Nel 1457, il cardinale Filippo Calandrino, allora titolare della chiesa di San Lorenzo in Lucina, divenne involontariamente protagonista di una delle scoperte archeologiche più straordinarie della storia di Roma. Durante i lavori di ristrutturazione delle fondamenta del palazzo Fiano-Almagià, situato sulla piazza di San Lorenzo in Lucina alla sinistra della chiesa, e durante la costruzione della cappella dei Santi Filippo e Giacomo (oggi l’attuale sacrestia della chiesa), venne alla luce, a otto metri di profondità rispetto all’attuale livello stradale, un intero settore dell’horologium commissionato dall’imperatore Augusto nel 10 a.C. Questa struttura era una delle opere più imponenti della Roma antica, con dimensioni originarie di ben centosessanta metri per settantacinque.
Nel corso dei secoli, si erano perse le tracce di questo straordinario monumento, poiché la zona si era densamente popolata in epoca medievale, coperta dalle sabbie melmose depositate dalle frequenti inondazioni del Tevere. La scoperta, fatta dai lavoratori del cardinale Calandrino, suscitò un grande entusiasmo tra gli antiquari dell’epoca, tra cui Pomponio Leto, che ne lasciò traccia nei suoi appunti.
L’episodio rinascimentale si affianca a un altro ritrovamento straordinario, avvenuto nel 1979, molto più recente ma altrettanto sensazionale. A pochi passi dalla chiesa di San Lorenzo in Lucina, nelle cantine di un edificio al civico 48 di via di Campo Marzio, sotto uno strato di dieci centimetri d’acqua, emerse un’altra vasta porzione dell’antico horologium. Questa scoperta rivelò imponenti lastre di travertino, lunghe oltre dieci metri, su cui sono ancora chiaramente visibili le tacche di bronzo della Meridiana, accompagnate dalle raffigurazioni dei segni zodiacali di Ariete, Toro, Leone e Vergine, oltre a grandi iscrizioni in lettere greche.
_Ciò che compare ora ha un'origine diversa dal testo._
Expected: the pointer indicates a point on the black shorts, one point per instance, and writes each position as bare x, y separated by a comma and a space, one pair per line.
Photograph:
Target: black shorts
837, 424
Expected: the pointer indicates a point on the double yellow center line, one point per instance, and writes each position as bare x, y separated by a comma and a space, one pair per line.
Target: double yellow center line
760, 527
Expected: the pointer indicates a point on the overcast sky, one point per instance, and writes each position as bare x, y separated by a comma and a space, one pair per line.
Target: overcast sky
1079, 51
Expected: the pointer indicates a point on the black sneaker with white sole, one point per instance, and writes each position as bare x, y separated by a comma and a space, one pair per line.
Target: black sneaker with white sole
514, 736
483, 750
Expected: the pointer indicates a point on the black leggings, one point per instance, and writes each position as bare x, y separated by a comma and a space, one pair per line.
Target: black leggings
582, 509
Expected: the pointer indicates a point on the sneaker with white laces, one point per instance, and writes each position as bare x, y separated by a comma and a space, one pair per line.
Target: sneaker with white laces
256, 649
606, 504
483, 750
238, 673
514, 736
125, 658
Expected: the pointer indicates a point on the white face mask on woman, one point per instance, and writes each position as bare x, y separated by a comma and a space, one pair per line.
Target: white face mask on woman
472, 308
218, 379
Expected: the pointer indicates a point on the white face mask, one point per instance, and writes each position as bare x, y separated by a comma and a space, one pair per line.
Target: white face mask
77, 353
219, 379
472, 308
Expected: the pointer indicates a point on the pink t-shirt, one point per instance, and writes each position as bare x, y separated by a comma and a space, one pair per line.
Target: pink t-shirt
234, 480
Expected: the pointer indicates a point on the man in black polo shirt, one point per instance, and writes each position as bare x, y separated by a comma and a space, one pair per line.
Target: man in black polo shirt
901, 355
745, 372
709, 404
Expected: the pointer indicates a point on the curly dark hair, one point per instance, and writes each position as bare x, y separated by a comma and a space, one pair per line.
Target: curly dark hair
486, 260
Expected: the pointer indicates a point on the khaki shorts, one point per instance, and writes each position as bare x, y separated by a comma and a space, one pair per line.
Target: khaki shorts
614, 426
Visitando oggi questo affascinante e misterioso sito, si può cogliere un’idea della grandiosità del progetto concepito da Augusto e realizzato dal matematico Facundus Novius, di cui si sa molto poco. Sovrapposto al vasto horologium, si trovava l’obelisco che l’imperatore fece trasportare dall’Egitto, oggi collocato nel piazzale di Montecitorio, di fronte alla sede della Camera dei Deputati. L’obelisco, originario delle montagne di Assuan, era stato eretto dal faraone Psammetico II nel VI secolo a.C. e successivamente portato a Roma da Augusto, insieme all’obelisco Flaminio (oggi in Piazza del Popolo), per celebrare la vittoria sull’Egitto.
Augusto fece erigere l’obelisco in corrispondenza dell’attuale civico 3 di Piazza del Parlamento, dove ancora oggi una targa ne testimonia l’antica collocazione. Sul basamento originale dell’obelisco fu incisa la dedica “Soli donum dedit”, presente anche sull’obelisco Flaminio.
Nel 1792, l’obelisco, riparato utilizzando granito rosso proveniente dalla distruzione della Colonna Antonina, venne trasferito nella sua posizione definitiva. Questo obelisco fungeva da gnomone, ovvero da ago indicatore: il raggio solare colpiva un globo dorato situato a ventinove metri di altezza sulla sommità del monolite, proiettando l’ombra della sfera su un vasto quadrante monumentale. Questo quadrante indicava non solo l’ora, ma anche il giorno dell’anno, il mese, il segno zodiacale, e i momenti cruciali degli equinozi e dei solstizi.
Un dettaglio sorprendente di quest’opera era la meridiana, progettata in modo tale che, al tramonto del 23 settembre di ogni anno—giorno e ora della nascita dell’imperatore—la luce solare proiettasse l’ombra della sfera esattamente sull’Ara Pacis, l’altare commissionato dallo stesso Augusto nella stessa area del Campo Marzio. Tuttavia, questa straordinaria invenzione rimase in funzione per poco più di cinquant’anni. Come racconta Plinio, fu infatti distrutta prima da un terremoto e successivamente dalle inondazioni del Tevere.
Va anche notato che il globo di bronzo originale è andato perduto. Quello attualmente visibile sulla sommità dell’obelisco in Piazza Montecitorio, perforato e decorato con gli stemmi araldici di papa Pio VI, è una ricostruzione settecentesca, progettata dagli astronomi dell’epoca sulla base delle ipotesi antiche, per essere il più vicino possibile all’originale.